Prior to these arraignments, we learned, Crumbaugh has years of criminal history.

In 2008 Crumbaugh pleaded guilty to a DUI in McCracken County. In 2010 he was charged with having marijuana in Carlisle County.

He pleaded guilty to another DUI charge in McCracken County in 2012. In September 2012 he pleaded guilty to reckless driving and driving on a DUI-suspended license.

Last February, Crumbaugh pleaded guilty in McCracken County to driving on a DUI-suspended license and again in June for driving on a suspended license. The latest charge he pleaded guilty to in September was possession of methamphetamine and marijuana.

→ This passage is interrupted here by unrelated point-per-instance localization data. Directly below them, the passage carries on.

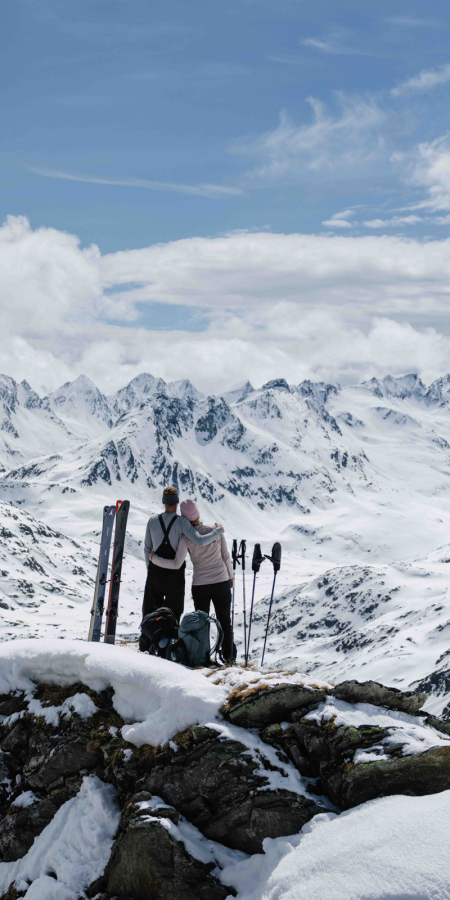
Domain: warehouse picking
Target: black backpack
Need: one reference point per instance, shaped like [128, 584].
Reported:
[159, 635]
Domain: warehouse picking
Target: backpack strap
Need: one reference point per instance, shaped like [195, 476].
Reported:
[219, 640]
[165, 530]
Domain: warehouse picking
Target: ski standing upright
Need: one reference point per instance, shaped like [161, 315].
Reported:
[122, 508]
[109, 515]
[242, 549]
[234, 556]
[275, 559]
[258, 558]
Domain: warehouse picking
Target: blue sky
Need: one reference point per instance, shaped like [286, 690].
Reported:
[236, 166]
[179, 93]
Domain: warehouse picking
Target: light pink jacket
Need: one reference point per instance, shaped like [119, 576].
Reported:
[212, 564]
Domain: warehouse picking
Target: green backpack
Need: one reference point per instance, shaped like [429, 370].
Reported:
[194, 631]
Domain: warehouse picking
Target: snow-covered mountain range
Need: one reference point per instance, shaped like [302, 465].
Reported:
[353, 480]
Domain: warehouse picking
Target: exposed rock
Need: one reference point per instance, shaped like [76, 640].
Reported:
[424, 773]
[379, 695]
[11, 703]
[20, 827]
[148, 863]
[264, 705]
[206, 776]
[309, 745]
[214, 782]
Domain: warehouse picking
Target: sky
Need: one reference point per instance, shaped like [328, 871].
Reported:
[223, 192]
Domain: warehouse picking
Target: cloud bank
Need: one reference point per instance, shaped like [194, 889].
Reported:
[337, 308]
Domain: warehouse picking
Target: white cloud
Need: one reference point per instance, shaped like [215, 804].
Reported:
[346, 138]
[296, 305]
[340, 220]
[326, 46]
[379, 272]
[428, 166]
[338, 42]
[426, 80]
[45, 278]
[413, 22]
[393, 222]
[212, 191]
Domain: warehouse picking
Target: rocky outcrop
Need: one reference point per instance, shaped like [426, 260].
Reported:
[149, 863]
[216, 784]
[234, 787]
[254, 708]
[379, 695]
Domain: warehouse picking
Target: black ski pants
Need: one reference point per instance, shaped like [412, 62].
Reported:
[164, 587]
[220, 594]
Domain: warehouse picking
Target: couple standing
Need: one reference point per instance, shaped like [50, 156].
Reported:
[168, 539]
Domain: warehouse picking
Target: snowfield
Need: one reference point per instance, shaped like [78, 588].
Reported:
[156, 697]
[395, 847]
[75, 847]
[353, 480]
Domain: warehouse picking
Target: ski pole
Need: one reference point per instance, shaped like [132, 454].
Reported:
[242, 549]
[258, 558]
[234, 556]
[275, 559]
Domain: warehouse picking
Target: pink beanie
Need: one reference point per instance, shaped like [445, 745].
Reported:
[189, 509]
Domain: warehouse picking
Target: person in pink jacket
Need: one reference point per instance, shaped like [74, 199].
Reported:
[213, 573]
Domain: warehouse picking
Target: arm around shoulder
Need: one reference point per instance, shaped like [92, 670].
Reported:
[202, 540]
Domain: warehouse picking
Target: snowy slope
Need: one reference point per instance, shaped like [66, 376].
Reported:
[353, 480]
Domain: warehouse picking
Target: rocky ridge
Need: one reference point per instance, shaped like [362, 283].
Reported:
[283, 752]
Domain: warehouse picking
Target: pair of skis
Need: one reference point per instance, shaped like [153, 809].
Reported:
[238, 557]
[117, 515]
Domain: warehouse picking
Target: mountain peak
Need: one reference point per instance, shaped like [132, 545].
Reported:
[276, 384]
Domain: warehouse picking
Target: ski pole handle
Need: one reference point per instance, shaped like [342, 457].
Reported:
[242, 550]
[258, 558]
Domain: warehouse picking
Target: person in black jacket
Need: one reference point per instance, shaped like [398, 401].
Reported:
[165, 587]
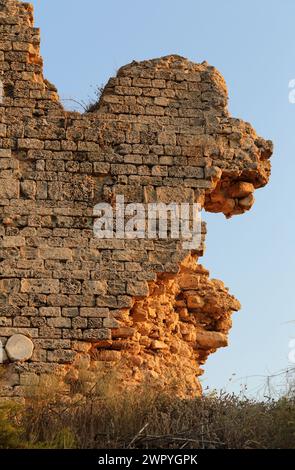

McCracken County Commonwealth Attorney Daniel Boaz says “under the law, in regards to possession of a controlled substance such as methamphetamine, crack cocaine, heroin, things of that nature, the legislature has enacted statutes that call for treatment and rehabilitation instead of automatic incarceration.” That’s why Crumbaugh wasn’t in jail in September.

Boaz told me Crumbaugh had until November to prove he was getting rehab. The law, Boaz and the Sheriff’s office cited today, is House Bill 463. Boaz said it’s designed to help offenders get off drugs and to reduce the jail population.

“It’s not that they just walk away. The court imposes rules on them, and they’re supposed to abide by those rules. And, obviously, Mr. Crumbaugh didn’t,” Boaz said.

We also spoke with Judge Tim Kaltenbach, who says the last time Crumbaugh was in court it was on drug charges. His decision to opt for rehab instead of jail is Kentucky State law.

Crumbaugh will have a preliminary hearing on the murder charge and those traffic violations next Wednesday.